Programming Languages

Pipeline

parsing : transform source code (strings) into a structured representation Type checking : Check that source code does not have type errors (for typed languages) Desugaring : translate complicated constructs into smaller ones (dont have to duplicate logic) IR Conversion : translate into intermediate representation Optimisation Compilation/Interpretation: Either interpret the code, emit lower-level code

Also we need a Runtime e.g. Garbage collection

Components

Syntax

constructs of language, how does it look?

Typing Rules (if language is typed)

what programs are sensible? can we rule out errors?

Semantics

what does a program mean? what should it do when it is run?

Programming Paradigms

style of programming that dictates the principles, techniques, and methods used to solve problems in that language use the right tool for the job

Expressions vs Statements

Expressions - A term in the language that eventually reduces to a value (can be contained within a Statement) Statement - An instruction / computation step, does not return anything

Imperative Programming Language

Program Counter + Call stack + State i.e. c, Python, JavaScript record our current position in the program, Statements can alter that position Variable assignments alter some store

Imperative paradigm closer to the underlying hardware as it is built around mutability

Functional Programming Language

everything is an expression first-class functions: can create, apply, and pass functions just like any other expression Evaluation is reduction of a complex expression to a value

Object-Oriented Programming Language

object: consists of some state (fields), and some functions that operate on the state (methods) encapsulation: don’t expose internal state unnecessarily inheritance: ability to extend previously-defined objects to make new ones

Syntax

Regular expressions are regular languages
Context-free languages can be recognised by a push-down automaton
Context-sensitive languages and recursively enumerable languages require more interesting recognisers

Grammar

set of formal rules specifying how to construct a sentence in a language. it consists of:

  • A set of terminal symbols: symbols that occur in a sentence
    • the keywords that end
  • A set of nonterminal symbols, which each ‘stand for’ part of a phrase
    • the expression keyword that would not end
  • A distinguished sentence symbol that stands for a complete sentence
    • what do you want to parse, where you start from
  • A set of production rules that show how phrases can be made up from terminals and sub-phrases
    • the symbol that make up phrases

Backus-Naur Form (BNF) - Concrete Syntax

BNF grammar consists of a series of productions takes the form S ::= a|b|c

expr ::= prim | expr op prim 
op ::=  '+'  |  '-'  |  '*'  |  '/' 
prim ::= int | '(' expr ')' 
int ::= digit
digit ::= '1' | '2' | '3' | '4' | '5' | '6' | '7' | '8' | '9' | '0'

Extended BNF (EBNF) allows us to use regular expressions i.e. if digit+ (one or more digits)

Parse Tree

a parse tree corresponds a string to a grammar

![[parse tree.png|]]Each terminal node is labelled by a terminal symbol (here, digits and operators)

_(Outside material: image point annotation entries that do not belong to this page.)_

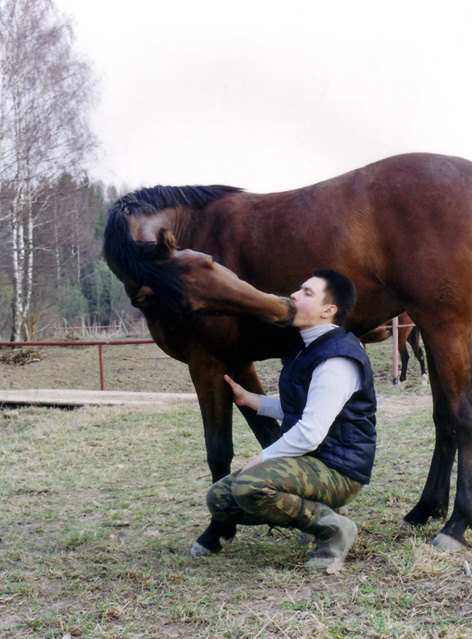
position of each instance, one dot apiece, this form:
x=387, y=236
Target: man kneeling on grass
x=326, y=449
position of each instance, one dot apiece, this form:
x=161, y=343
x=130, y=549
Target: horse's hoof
x=447, y=543
x=405, y=526
x=304, y=539
x=197, y=551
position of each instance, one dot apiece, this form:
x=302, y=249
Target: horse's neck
x=175, y=220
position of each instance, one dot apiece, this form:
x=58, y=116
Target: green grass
x=100, y=506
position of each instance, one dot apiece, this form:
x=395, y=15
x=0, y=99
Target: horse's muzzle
x=291, y=312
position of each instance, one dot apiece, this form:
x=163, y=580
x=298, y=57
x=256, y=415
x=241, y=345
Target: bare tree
x=46, y=92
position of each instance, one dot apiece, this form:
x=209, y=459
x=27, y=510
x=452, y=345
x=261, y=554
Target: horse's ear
x=166, y=244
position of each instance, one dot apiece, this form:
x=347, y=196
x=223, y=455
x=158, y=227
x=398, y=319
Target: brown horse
x=401, y=229
x=407, y=333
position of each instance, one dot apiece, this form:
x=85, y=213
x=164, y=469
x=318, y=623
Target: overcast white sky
x=270, y=95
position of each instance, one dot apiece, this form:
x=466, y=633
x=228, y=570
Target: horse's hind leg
x=434, y=499
x=403, y=334
x=449, y=345
x=414, y=341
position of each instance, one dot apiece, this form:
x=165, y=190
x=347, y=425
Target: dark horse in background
x=407, y=333
x=400, y=228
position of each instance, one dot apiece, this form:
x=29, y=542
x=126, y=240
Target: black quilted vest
x=349, y=446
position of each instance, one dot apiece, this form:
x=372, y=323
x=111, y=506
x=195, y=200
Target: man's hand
x=252, y=462
x=242, y=397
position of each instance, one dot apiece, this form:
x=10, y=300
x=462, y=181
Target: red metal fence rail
x=99, y=343
x=122, y=342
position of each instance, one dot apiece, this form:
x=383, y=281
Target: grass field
x=100, y=506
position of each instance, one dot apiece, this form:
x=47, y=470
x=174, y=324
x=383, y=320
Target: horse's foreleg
x=403, y=334
x=215, y=399
x=265, y=429
x=434, y=499
x=404, y=359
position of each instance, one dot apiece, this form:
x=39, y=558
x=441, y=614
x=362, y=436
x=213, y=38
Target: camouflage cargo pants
x=274, y=492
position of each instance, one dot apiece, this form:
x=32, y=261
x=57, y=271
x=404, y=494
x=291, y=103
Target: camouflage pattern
x=280, y=492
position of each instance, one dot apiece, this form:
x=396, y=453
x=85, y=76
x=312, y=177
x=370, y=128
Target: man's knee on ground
x=250, y=492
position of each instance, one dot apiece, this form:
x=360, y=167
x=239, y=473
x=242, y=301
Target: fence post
x=100, y=359
x=395, y=349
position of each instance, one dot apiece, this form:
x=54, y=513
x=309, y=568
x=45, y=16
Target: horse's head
x=161, y=279
x=213, y=289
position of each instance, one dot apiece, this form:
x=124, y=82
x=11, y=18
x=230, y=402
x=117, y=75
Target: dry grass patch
x=101, y=505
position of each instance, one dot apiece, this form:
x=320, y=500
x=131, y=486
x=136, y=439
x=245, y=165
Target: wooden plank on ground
x=66, y=397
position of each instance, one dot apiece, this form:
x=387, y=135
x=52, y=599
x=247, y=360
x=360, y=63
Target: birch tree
x=46, y=92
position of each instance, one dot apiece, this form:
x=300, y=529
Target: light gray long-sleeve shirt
x=333, y=382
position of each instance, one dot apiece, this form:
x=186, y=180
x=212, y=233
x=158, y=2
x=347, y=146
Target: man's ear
x=330, y=311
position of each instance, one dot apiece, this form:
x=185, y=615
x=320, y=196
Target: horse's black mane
x=136, y=259
x=163, y=197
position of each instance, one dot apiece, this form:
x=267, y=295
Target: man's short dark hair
x=340, y=291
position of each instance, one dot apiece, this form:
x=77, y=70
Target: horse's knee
x=219, y=460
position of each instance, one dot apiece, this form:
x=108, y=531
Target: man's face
x=312, y=308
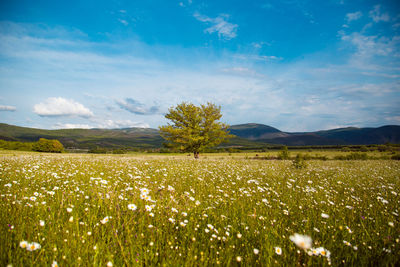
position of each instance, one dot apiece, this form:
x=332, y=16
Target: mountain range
x=250, y=135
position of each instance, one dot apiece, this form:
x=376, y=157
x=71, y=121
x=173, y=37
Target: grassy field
x=136, y=210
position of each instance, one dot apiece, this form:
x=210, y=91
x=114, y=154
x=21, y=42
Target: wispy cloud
x=58, y=106
x=7, y=108
x=123, y=22
x=220, y=25
x=377, y=15
x=104, y=124
x=353, y=16
x=136, y=107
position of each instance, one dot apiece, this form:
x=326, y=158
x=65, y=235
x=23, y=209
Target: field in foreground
x=97, y=210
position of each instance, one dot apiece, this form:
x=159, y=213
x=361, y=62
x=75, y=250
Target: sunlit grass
x=123, y=210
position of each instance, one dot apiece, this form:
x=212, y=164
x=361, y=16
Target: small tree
x=194, y=128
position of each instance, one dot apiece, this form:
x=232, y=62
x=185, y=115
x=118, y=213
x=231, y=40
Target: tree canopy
x=194, y=128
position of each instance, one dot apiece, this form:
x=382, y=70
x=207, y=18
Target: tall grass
x=196, y=212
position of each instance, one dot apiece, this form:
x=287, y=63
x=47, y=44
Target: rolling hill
x=249, y=135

Each nonterminal node is labelled by a nonterminal symbol of G and can have children nodes X, Y, Z only if G has a production rule N ::= … | X Y Z | …

Abstract Syntax

allows us to abstract away irrelevant syntactic noise (focus on the important parts)

Integers n 
Operators ⊙ ::= + | - | * | /
Terms L, M, N ::= n | L ⊙ M

Abstract Syntax Tree

a way to represent a parsed program the steps to parse text into an AST is:

  • Tokenise text into chunks using regular expressions (lexing)
  • Match token streams and convert these into AST nodes (parsing)

on the example : (1 + 2 * 3) + (3 * 4)

Evaluation

Compiler

compiler translates code into lower-level languages, such that eventually they can be executed on hardware often, compiled code needs to be supported by a runtime system

Interpreter

a program that accepts a program written in a given programming language, and executes it directly (no sperate executable) interpreters are easier to write but slower than compiled code

Virtual Machines

evaluates instructions (usually encoded in some sort of bytecode) by an interpreter

  • platform independance: Can run compiled code on multiple platforms
  • Common backend: multiple (quite different) languages can target the same backend

Just-in-time (JIT) Compilers

a middleground between compilers and interpreters, where code is compiled to native code at run-time JIT compilers operate selectively: they profile code and compile frequently called code

Operational Semantic

Big-step: Closer to how we write interpreters, but cannot reason easily about nonterminating expressions Small-step: More fine-grained reasoning power, but (usually) further away from how we would implement a language

Semantic Approaches

Textual Descriptions

plain English on how expressions work but can be very ambigus

Big-Step Operational Semantics

Theorem: If ⋅⊢ M ∶ A then there exists some V such that M ⇓ V and ⋅ ⊢ V: A. M ⇓ V : shows how an expression M evaluates to a value V. (aka a judgement)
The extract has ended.